O checo Radek Stepanek é um caso de longevidade no ténis. Aos 37 anos, o checo acredita que tem condições para continuar a jogar durante mais três ou quatro anos.
“Gostaria de ensinar e transmitir aos outros os conhecimentos de ténis que fui adquirindo durante todo este tempo, mas não posso dizer que dentro de três ou quatro anos gostaria de ser treinador, porque quero continuar no circuito mais uns anos”, salientou o antigo número 8 do Mundo, em entrevista ao Planeta Tenis, programa de rádio da RadioMarca Barcelona (todos os sábados a partir das 11h).
Conhecedor do circuito como poucos (já lá vão 20 anos como profissional de ténis), Stepanek augura grande futuro para os tenistas desta nova geração. “Atualmente encontramos três gerações nos balneários. Conheço muito bem todos os jogadores e agora parece muito difícil destituir o Rafa, Roger e Andy… e especialmente o Djokovic nos últimos anos”, observou o checo, que acrescentou: “Creio que a nova geração de jogadores, entre os quais Zverev ou Kyrgios, pode conseguir grandes feitos. Eles têm muito potencial e, certamente, vão dar que falar no futuro”.
Com dois títulos de pares do Grand Slam no currículo, aos quais se juntam cinco troféus ATP e duas “saladeiras”, Radek Stepanek é um tenista “orgulhoso” do que já conquistou. “Definitivamente estou muito orgulhoso do que consegui alcançar.
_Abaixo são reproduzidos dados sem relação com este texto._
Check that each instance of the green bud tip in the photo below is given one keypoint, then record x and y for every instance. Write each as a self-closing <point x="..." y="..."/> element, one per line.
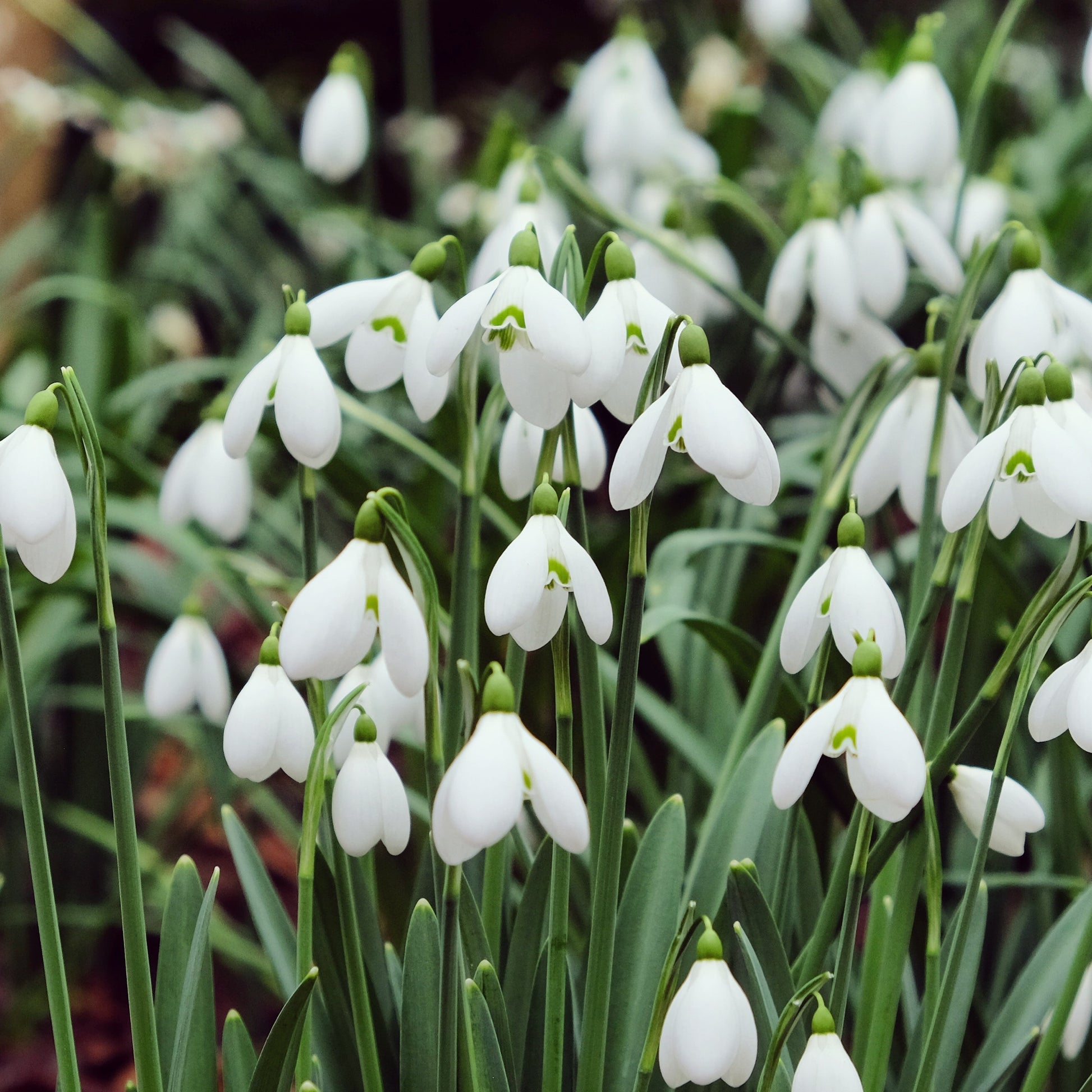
<point x="1058" y="382"/>
<point x="369" y="524"/>
<point x="618" y="261"/>
<point x="525" y="249"/>
<point x="1026" y="253"/>
<point x="498" y="696"/>
<point x="823" y="1022"/>
<point x="297" y="319"/>
<point x="868" y="660"/>
<point x="365" y="729"/>
<point x="42" y="411"/>
<point x="429" y="261"/>
<point x="694" y="345"/>
<point x="1031" y="388"/>
<point x="928" y="361"/>
<point x="851" y="530"/>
Os dois troféus da Taça Davis são os melhores títulos da minha carreira. Na verdade, tudo o que ganhei é fruto do trabalho duro, do apoio da minha família e de todos os que me ajudaram a chegar onde cheguei”, sublinhou.
Atualmente no modesto 158.º posto da hierarquia mundial, Stepanek revelou o segredo que lhe permite estar bem fisicamente aos 37 anos de idade. “É uma questão de sacrifício. É necessário ser-se muito disciplinado e estar na disposição de trabalhar muito. Dias de treino, recuperação pós-jogo… há que ter em conta todos os fatores e isso ajuda a prolongar a carreira”, frisou.